Cheh has responded to my op-ed with a letter in the Post. In it, she says she has removed the alternative fuel and VMT tax provisions. Although the District’s Legislative Information Management System still shows her original bill in all its terribleness and we lack access to Cheh’s private thoughts and documents, I’ll take Cheh at her word that she plans to amend her bill in the right direction.
However, Cheh’s letter reveals a more serious, underlying problem. “Perhaps Mr. Scribner is unfamiliar with the legislative process: After a bill is introduced, legislatures hold hearings and invite comment in order to improve the legislation before it comes up for a vote,” she wrote.
Au contraire, Councilmember Cheh. I am indeed familiar with the legislative process, and not just in D.C., but in other jurisdictions as well. Prior to Cheh’s bill, three states (Nevada, Florida, and California) had passed legislation that legalized autonomous vehicles and they all had something in common: none included bizarre alternative fuel and VMT tax provisions at any stage of the legislative process. All of these bills had passed legislatures well before Cheh introduced her bill in D.C., so one would think a prudent legislator would have familiarized herself with current legislative developments instead of introducing bills that invite derision.
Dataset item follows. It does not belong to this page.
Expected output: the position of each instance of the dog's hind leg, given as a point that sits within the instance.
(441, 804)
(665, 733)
No such luck. Cheh waited for a hearing to be told these obviously problematic provisions might in fact be problematic. Noticeably absent from those testifying was Google, which has developed the most advanced autonomous vehicle prototype (that we know of), the Google Self-Driving Car. Two automakers experimenting with autonomous technology, Volvo and Daimler, were present.
Cheh, however, doesn’t seem to understand that there are broadly two competing autonomous vehicle technology models. The first is what I would call “true autonomous,” such as Google’s prototype, which does not rely on roadway vehicle-to-vehicle communication to sustain operation. The second is connected vehicle control, which Volvo and Daimler are backing, that relies on inter-vehicle communication for operation.
Cheh defends her California-style prohibition of truly driverless cars by quoting a Daimler lobbyist:
In a few years, cars will be able to operate reliably without drivers, but we are not there yet. As the representative from Daimler testified at the hearing, “We do not believe we’re at the point of replacing the driver. . . . And I suggest we not rush into it, because the public streets really aren’t the place for a ‘trial and error’ testing approach.”
First, no firm is likely to offer any service without a driver unless it safe to do so. There certainly won’t be any consumer models on the roads until safety is assured. The driver’s seat provision that was adopted by California and now championed by Councilmember Cheh was meant more to pacify the irrational, risk-illiterate fears of politicians than to actually protect the public. Cheh has not even proposed creating a pilot program to test true autonomous vehicles sans licensed driver.
Second, observers of driverless car development, including myself, have expressed concern that connected vehicle technology is too infrastructure intensive, meaning that widespread adoption will be dependent on costly government roadway upgrades. Indeed, one of the main technical benefits of true autonomous vehicles, such as the Google Self-Driving Car, is that they can operate on existing roads in existing traffic conditions. Another advantage is that independently controlled, true autonomous vehicles face lower manipulation risk (this is the digital age, after all) presented by either government or criminal hackers.
Depending on the changes to Cheh’s bill that actually materialize, I, as a D.C. resident, could be inclined to reluctantly support it even with a limited temporary requirement that a licensed driver be in the driver’s seat. But Cheh’s present bill should serve as a warning to other legislators: don’t presume to know how autonomous vehicle technology will develop and be adopted, and don’t write bills based around these speculative and probably incorrect assumptions.